На чердаке не было ни обычного хлама, ни мусора. Стропила кровли опирались на стенки башни, монолитом стоящей посередине. Если у чердачных окон высота помещения составляла метра полтора, то у башни — верных два метра.
Обойдя башню, Глеб мельком глянул в приоткрытую дверь на охранника и начал спускаться по лестнице, ведущей с чердака вниз, мысленно прикидывая различные ситуации. Вышел он из дома через прямо парадную дверь, попутно осмотрев и замок. Замок был стандартным, английским, хотя и с цепочкой. Хозяин видно не хотел, чтобы случайному посетителю бросилось в глаза что-то необычное. Даже входная дверь была не сплошной, а застеклена квадратами (стекло правда было пуленепробиваемым, но об этом Шнайдер докладывать никому не собирался).

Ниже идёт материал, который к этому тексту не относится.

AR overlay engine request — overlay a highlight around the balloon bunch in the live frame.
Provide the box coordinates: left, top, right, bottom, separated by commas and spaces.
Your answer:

Глеб отошёл метров на двадцать от особняка и осмотрел стены. Чтобы взобраться на крышу, альпинистская подготовка не требовалась. По водосточной трубе — раз, по решётке окна до второго этажа и оттуда на крышу — два, а проще всего вон там, в углу — по вбитому в стенку проводу громоотвода.
Больше задерживаться у дома Глеб не стал, время поджимало, он это чувствовал. Поднявшись вверх, он помчался в сторону бухточки и, описав круг, завис над своим телом, неподвижно застывшим на дне катера….
Г л а в а 37
Шнайдер ещё раз запустил программу компьютера, но машина выдала тот же результат: один миллион пятьсот пятьдесят тысяч долларов. Это был максимум.
Мясник нажал кнопку и начал выводить распечатку: за сердце для девочки из Чикаго — круглая цифра с шестью нулями, за почку для больницы Канзас-Сити — сто пятьдесят тысяч. «Жалко, что она совместима всего по трём антигенам, а то бы имели двести!» За глазные яблоки — триста, вторая почка — сто. «Если не откажутся, конечно, в Новом Орлеане!»… «И на консервации потом ещё наберём тысяч двести!»
— Неплохо! — удовлетворённо хмыкнул Мясник, включая селектор. — Грогстайл, готовьте пациентку из правого бокса. Оперируем через час. Изымаем всё, по полной программе!
Очкарик на койке встрепенулся: — Почитать не дадут, — недовольно проворчал он, откладывая книгу. И подключившись к селектору уже другим тоном сказал: — Хорошо, Док, я понял — из правого бокса, операция через час.